When your children come into this world, find ways to work around them. Be present for them, find ways to earn a living and be a full-time mom. Set the bills aside—the laundry can wait and the grass can be cut later. Go for a bike ride right now, and go down the slide. When they want to snuggle in your bed, let them. Hold their hand when they ask, hug them as long as they want, lay down in the driveway so they can draw around you with chalk, and let them play with your hair. 

One day you will wake up and they will be grown and your eyes will well up with tears as you wish you could answer one more question, hear one more belly laugh, and yes, even the potty talk that made them giggle. Send them to bed a little later, spend a little more time playing with them outside, and cherish every second—it won’t last.

Divorce may happen. You will lose family members—that is inevitable. Be courageous. Be an inspiration to others and yourself. Find ways to forgive what may seem unforgivable—it will be a chain around your heart if you don’t. Be supportive, visit with your parents more, cultivate friendships, and be independent. Do not follow another person’s footsteps—blaze your own trail.
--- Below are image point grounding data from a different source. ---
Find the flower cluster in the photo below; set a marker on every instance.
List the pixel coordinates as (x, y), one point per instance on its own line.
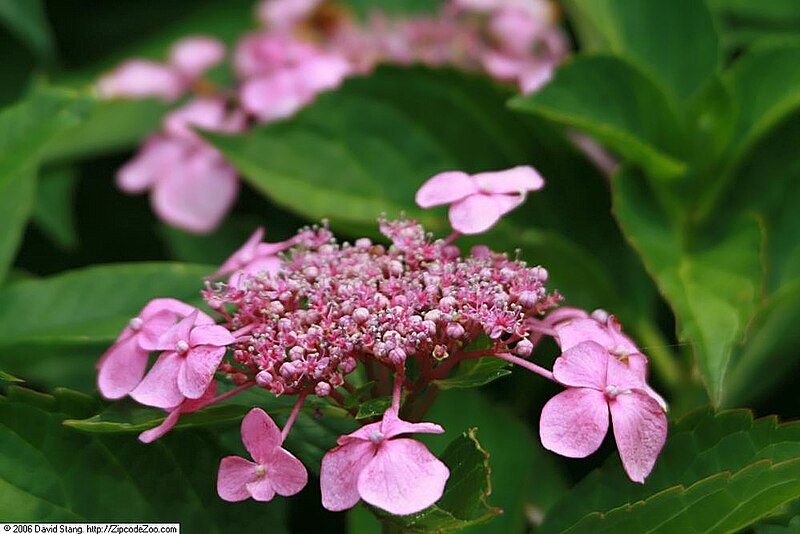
(296, 318)
(306, 47)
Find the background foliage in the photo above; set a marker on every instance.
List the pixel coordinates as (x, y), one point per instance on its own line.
(693, 243)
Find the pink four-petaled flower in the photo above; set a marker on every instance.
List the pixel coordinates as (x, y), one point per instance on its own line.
(478, 201)
(186, 368)
(275, 469)
(122, 367)
(399, 475)
(574, 422)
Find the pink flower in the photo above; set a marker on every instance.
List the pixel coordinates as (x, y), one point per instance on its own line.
(275, 469)
(122, 367)
(140, 78)
(478, 201)
(399, 475)
(574, 422)
(193, 187)
(187, 406)
(608, 334)
(283, 14)
(192, 56)
(186, 368)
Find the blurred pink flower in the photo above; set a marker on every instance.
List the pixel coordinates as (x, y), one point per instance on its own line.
(275, 469)
(187, 406)
(574, 422)
(141, 78)
(478, 201)
(186, 368)
(399, 475)
(122, 367)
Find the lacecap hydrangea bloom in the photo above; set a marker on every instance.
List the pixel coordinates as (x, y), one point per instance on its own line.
(299, 317)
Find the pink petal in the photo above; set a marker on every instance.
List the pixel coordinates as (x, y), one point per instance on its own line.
(170, 339)
(176, 307)
(198, 370)
(159, 387)
(392, 426)
(260, 435)
(234, 475)
(445, 188)
(192, 56)
(574, 422)
(519, 179)
(640, 429)
(157, 157)
(121, 369)
(239, 258)
(139, 78)
(403, 478)
(198, 195)
(572, 333)
(287, 474)
(149, 436)
(339, 473)
(584, 365)
(261, 489)
(474, 214)
(213, 335)
(506, 203)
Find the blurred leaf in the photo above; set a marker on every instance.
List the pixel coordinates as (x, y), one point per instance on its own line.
(717, 473)
(464, 502)
(475, 373)
(5, 377)
(27, 19)
(675, 42)
(53, 212)
(373, 407)
(213, 248)
(523, 475)
(616, 104)
(53, 329)
(49, 472)
(764, 84)
(111, 126)
(743, 23)
(713, 284)
(25, 130)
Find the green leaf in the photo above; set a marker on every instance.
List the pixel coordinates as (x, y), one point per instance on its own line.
(717, 473)
(49, 472)
(25, 130)
(52, 329)
(373, 407)
(675, 42)
(616, 104)
(53, 212)
(524, 476)
(713, 283)
(475, 373)
(27, 19)
(5, 377)
(764, 85)
(464, 502)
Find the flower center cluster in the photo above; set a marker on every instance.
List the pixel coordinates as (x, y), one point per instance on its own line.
(332, 305)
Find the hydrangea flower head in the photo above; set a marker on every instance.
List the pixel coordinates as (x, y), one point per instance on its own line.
(399, 475)
(574, 422)
(478, 201)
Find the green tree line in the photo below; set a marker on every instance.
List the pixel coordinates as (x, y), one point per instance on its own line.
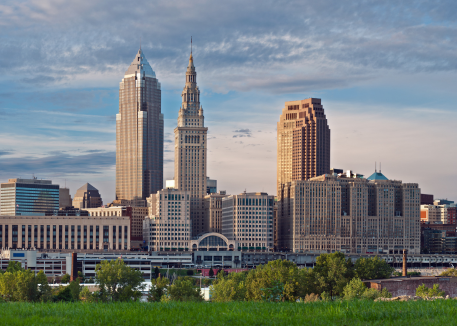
(333, 276)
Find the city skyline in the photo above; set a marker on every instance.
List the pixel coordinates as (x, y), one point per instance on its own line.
(385, 98)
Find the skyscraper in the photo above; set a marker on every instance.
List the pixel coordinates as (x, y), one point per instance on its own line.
(190, 149)
(139, 133)
(303, 142)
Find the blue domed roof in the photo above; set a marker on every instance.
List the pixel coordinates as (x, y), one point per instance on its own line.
(377, 176)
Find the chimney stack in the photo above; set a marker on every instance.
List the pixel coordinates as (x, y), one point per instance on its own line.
(405, 269)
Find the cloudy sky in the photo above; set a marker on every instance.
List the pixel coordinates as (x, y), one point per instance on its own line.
(385, 71)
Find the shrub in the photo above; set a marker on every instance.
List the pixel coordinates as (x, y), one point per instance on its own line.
(311, 298)
(449, 272)
(183, 290)
(65, 278)
(424, 291)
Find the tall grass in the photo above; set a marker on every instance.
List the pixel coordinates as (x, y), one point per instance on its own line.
(233, 313)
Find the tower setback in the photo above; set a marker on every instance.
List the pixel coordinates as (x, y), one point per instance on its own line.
(191, 149)
(139, 134)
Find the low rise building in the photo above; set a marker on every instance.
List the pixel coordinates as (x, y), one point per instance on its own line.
(248, 219)
(71, 232)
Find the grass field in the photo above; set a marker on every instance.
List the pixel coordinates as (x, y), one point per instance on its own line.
(234, 313)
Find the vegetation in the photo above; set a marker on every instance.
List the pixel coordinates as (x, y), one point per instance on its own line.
(408, 273)
(357, 312)
(282, 280)
(65, 279)
(356, 289)
(449, 272)
(372, 268)
(424, 291)
(158, 288)
(183, 289)
(117, 281)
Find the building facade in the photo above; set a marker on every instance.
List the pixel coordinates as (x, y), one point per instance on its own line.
(87, 197)
(136, 216)
(64, 198)
(191, 149)
(303, 141)
(71, 232)
(169, 226)
(213, 212)
(248, 219)
(352, 215)
(139, 133)
(30, 197)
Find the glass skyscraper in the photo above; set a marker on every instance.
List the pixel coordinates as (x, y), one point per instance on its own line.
(28, 197)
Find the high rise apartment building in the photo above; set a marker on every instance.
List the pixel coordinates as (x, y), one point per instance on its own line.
(191, 149)
(303, 141)
(28, 197)
(139, 133)
(247, 218)
(349, 214)
(169, 225)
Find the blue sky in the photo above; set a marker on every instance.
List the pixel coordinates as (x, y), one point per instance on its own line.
(385, 71)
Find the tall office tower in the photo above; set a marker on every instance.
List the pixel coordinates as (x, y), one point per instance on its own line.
(303, 142)
(190, 149)
(28, 197)
(168, 227)
(248, 219)
(350, 214)
(139, 134)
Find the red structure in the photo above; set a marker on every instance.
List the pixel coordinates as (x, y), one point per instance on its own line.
(407, 286)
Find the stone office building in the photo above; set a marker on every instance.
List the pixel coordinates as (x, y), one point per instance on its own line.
(247, 218)
(70, 232)
(349, 214)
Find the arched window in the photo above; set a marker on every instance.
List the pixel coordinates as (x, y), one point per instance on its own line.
(213, 241)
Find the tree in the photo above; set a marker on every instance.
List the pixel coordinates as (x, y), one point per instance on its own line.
(449, 272)
(44, 290)
(270, 276)
(229, 288)
(184, 289)
(332, 272)
(372, 268)
(14, 266)
(117, 281)
(424, 291)
(65, 279)
(158, 289)
(75, 289)
(81, 276)
(354, 289)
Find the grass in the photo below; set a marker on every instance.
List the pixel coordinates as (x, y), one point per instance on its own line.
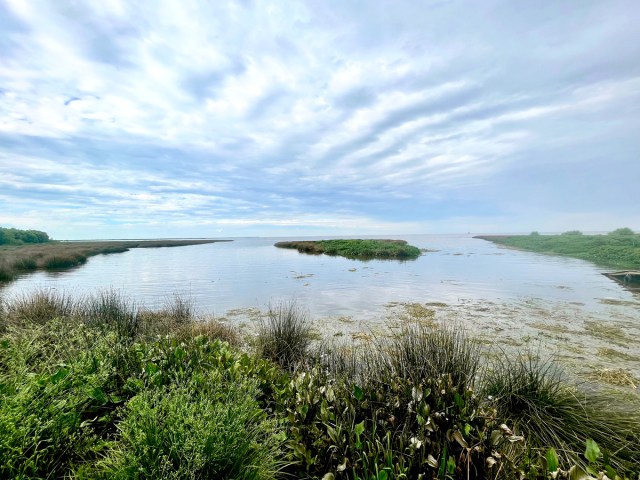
(100, 387)
(534, 396)
(284, 335)
(20, 259)
(618, 249)
(357, 249)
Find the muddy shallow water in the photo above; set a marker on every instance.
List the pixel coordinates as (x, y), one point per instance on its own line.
(510, 298)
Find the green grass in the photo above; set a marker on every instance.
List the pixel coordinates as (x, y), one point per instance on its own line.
(536, 399)
(357, 249)
(619, 249)
(101, 388)
(284, 335)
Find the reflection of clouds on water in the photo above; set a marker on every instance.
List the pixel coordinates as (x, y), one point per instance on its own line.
(508, 295)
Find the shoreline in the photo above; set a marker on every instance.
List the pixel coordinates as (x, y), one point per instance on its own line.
(62, 255)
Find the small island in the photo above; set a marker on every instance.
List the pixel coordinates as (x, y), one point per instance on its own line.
(356, 249)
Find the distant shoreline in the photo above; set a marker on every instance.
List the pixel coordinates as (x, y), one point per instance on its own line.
(62, 255)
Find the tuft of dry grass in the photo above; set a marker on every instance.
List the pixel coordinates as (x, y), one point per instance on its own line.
(284, 335)
(39, 307)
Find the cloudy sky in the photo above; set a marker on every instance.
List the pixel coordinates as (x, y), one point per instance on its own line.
(123, 119)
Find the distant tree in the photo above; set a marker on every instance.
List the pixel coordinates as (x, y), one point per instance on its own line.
(622, 231)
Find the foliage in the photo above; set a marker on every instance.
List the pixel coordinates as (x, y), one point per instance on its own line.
(284, 336)
(615, 250)
(357, 249)
(533, 395)
(81, 397)
(14, 236)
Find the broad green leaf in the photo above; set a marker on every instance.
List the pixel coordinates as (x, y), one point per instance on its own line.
(358, 393)
(59, 375)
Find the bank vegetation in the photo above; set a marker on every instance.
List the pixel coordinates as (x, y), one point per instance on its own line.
(101, 387)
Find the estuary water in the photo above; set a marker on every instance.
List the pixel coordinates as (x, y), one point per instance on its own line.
(502, 294)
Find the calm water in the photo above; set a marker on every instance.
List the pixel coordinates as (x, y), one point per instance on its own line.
(504, 295)
(250, 272)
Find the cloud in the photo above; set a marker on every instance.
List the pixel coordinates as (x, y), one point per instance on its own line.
(320, 116)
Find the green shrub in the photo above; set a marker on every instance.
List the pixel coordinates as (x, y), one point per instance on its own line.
(181, 432)
(111, 310)
(40, 306)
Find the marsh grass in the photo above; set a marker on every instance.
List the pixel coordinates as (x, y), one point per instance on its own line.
(284, 334)
(111, 311)
(550, 411)
(17, 259)
(40, 307)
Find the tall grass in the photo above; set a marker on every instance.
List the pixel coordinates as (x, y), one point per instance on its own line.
(549, 410)
(284, 335)
(110, 310)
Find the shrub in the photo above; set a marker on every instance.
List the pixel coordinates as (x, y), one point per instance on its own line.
(64, 261)
(284, 336)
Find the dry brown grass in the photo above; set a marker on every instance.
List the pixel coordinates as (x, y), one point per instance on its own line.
(16, 259)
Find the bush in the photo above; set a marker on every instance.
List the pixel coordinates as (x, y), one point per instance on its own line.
(183, 432)
(284, 336)
(40, 306)
(112, 311)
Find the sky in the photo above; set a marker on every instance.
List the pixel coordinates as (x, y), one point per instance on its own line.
(123, 119)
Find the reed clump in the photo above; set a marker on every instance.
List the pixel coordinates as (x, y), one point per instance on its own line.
(284, 335)
(101, 387)
(25, 258)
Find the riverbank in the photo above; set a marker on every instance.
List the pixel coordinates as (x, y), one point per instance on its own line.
(84, 383)
(619, 249)
(17, 259)
(356, 249)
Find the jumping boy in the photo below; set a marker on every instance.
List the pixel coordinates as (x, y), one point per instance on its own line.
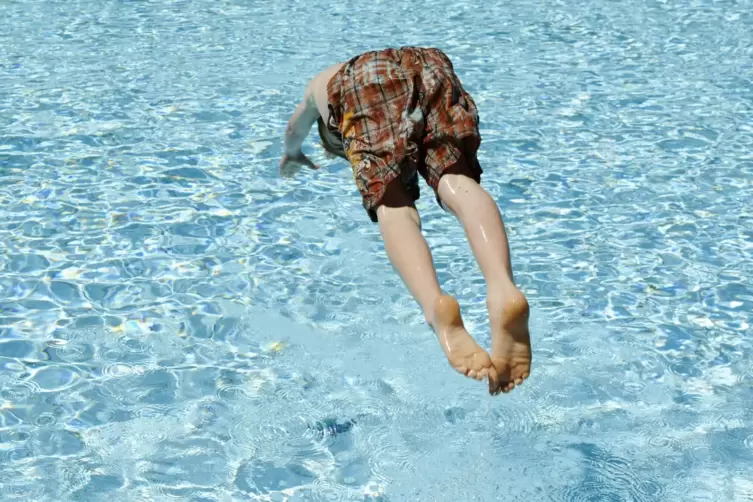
(394, 114)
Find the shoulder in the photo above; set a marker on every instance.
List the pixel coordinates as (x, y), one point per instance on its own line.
(316, 90)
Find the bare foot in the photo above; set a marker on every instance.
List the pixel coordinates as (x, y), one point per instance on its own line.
(511, 342)
(461, 349)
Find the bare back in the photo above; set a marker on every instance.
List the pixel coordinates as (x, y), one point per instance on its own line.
(318, 89)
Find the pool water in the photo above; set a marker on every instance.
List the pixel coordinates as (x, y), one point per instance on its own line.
(178, 323)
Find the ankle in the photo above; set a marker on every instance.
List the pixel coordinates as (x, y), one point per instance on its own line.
(507, 304)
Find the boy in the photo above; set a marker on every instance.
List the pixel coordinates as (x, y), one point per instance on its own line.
(394, 114)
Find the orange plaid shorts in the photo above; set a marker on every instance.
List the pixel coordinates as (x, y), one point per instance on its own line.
(400, 113)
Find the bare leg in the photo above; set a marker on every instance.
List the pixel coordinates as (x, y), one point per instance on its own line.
(508, 307)
(409, 254)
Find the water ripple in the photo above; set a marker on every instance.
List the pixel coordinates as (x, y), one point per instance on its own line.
(196, 319)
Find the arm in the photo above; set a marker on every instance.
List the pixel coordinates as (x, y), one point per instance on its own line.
(300, 124)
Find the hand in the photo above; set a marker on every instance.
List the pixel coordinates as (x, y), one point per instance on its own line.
(291, 164)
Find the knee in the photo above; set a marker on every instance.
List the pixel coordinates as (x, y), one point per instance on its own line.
(456, 190)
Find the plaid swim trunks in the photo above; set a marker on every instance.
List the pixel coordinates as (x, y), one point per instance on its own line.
(400, 113)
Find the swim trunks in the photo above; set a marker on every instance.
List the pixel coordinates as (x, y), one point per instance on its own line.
(400, 113)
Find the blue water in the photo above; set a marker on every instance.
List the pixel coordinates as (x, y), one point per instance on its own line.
(178, 323)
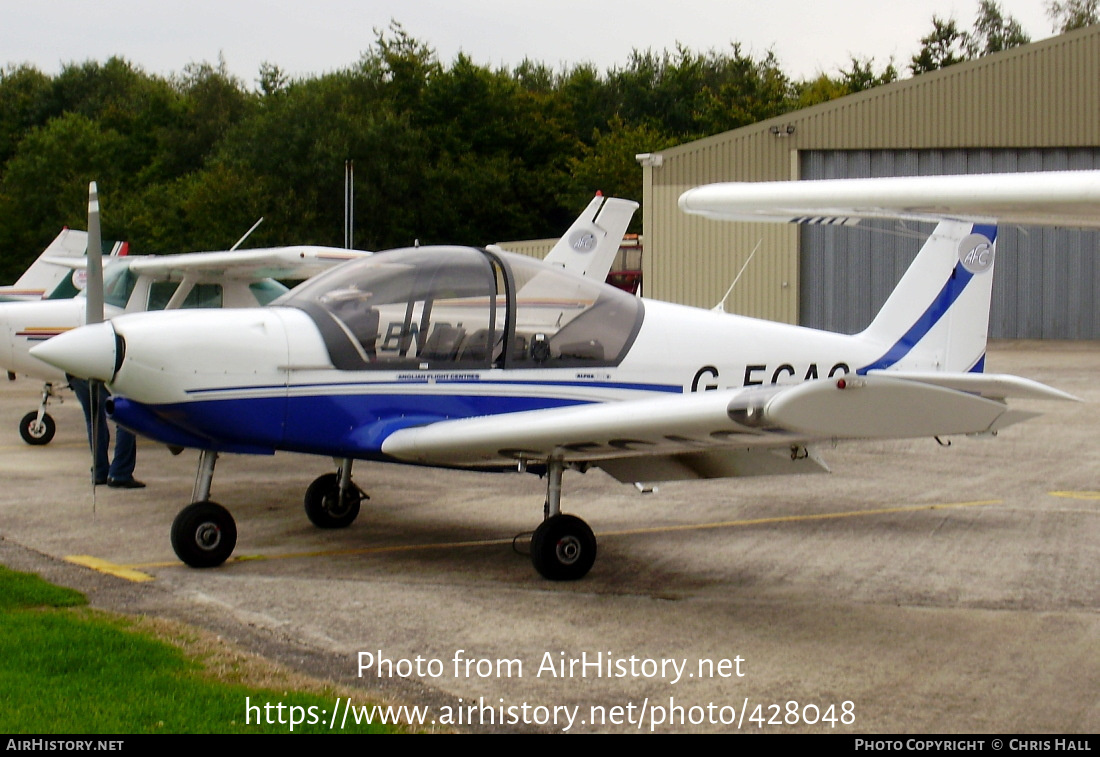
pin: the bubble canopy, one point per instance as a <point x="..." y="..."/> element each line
<point x="447" y="307"/>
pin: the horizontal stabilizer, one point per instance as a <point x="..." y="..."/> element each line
<point x="1068" y="198"/>
<point x="290" y="262"/>
<point x="876" y="407"/>
<point x="992" y="385"/>
<point x="725" y="463"/>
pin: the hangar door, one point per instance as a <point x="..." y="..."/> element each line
<point x="1046" y="283"/>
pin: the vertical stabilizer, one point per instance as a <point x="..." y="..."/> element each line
<point x="591" y="243"/>
<point x="43" y="276"/>
<point x="937" y="317"/>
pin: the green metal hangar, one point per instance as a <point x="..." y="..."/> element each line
<point x="1032" y="108"/>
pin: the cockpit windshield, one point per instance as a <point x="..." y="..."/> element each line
<point x="461" y="307"/>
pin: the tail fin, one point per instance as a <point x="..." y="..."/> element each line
<point x="43" y="276"/>
<point x="590" y="244"/>
<point x="937" y="317"/>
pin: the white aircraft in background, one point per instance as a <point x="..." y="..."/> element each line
<point x="47" y="274"/>
<point x="231" y="278"/>
<point x="138" y="283"/>
<point x="477" y="359"/>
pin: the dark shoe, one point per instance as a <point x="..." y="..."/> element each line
<point x="129" y="483"/>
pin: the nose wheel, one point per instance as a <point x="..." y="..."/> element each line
<point x="328" y="507"/>
<point x="35" y="431"/>
<point x="563" y="547"/>
<point x="204" y="535"/>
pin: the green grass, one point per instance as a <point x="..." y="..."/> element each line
<point x="68" y="669"/>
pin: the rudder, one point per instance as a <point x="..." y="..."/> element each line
<point x="937" y="317"/>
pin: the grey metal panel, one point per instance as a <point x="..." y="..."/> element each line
<point x="1046" y="282"/>
<point x="1005" y="111"/>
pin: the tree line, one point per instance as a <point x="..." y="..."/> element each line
<point x="455" y="153"/>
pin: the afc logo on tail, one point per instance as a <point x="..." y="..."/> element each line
<point x="976" y="253"/>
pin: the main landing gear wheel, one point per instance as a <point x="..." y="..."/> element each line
<point x="323" y="504"/>
<point x="563" y="548"/>
<point x="204" y="535"/>
<point x="34" y="432"/>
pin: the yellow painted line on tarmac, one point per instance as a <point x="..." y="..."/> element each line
<point x="798" y="518"/>
<point x="134" y="570"/>
<point x="127" y="572"/>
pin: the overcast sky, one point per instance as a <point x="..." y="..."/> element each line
<point x="306" y="37"/>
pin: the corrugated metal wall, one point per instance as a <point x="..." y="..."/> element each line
<point x="1046" y="281"/>
<point x="1042" y="97"/>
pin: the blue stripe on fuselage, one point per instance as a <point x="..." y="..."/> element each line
<point x="351" y="425"/>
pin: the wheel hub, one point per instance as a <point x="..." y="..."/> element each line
<point x="208" y="536"/>
<point x="568" y="550"/>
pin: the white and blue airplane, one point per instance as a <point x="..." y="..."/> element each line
<point x="222" y="278"/>
<point x="50" y="272"/>
<point x="477" y="359"/>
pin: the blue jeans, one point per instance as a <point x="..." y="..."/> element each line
<point x="125" y="443"/>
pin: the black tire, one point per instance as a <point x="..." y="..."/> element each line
<point x="323" y="506"/>
<point x="37" y="435"/>
<point x="563" y="548"/>
<point x="204" y="535"/>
Dance with your soul, listen to more music, and try not to get caught up in any politics, because this world does its best to divide people. Life is truly about helping others and appreciating someone else’s views; do not judge. 

Make sure you take care of your health. You are not immune to sickness or injury, so listen to your body and treat it like a temple—it’s the only one you are going to get!

Dear self, carry around a picture of your 4-year-old self and look at it every day. She deserves happiness; she is innocent and beautiful. Do not deny her the beauty that surrounds her. Allow her to be quirky and wild. Be patient and kind with her heart, for she is learning to love herself.  

Dear self, you are middle-aged now. It’s okay to start fresh. Time is never going to stop, so grab your happiness and manifest the life you want. You may be scared, but dig deep inside and see your strengths. You were born for love.  

Dear self, I believe in you; I am proud of you. You are creative, intelligent, and sexy as hell – YOU CAN!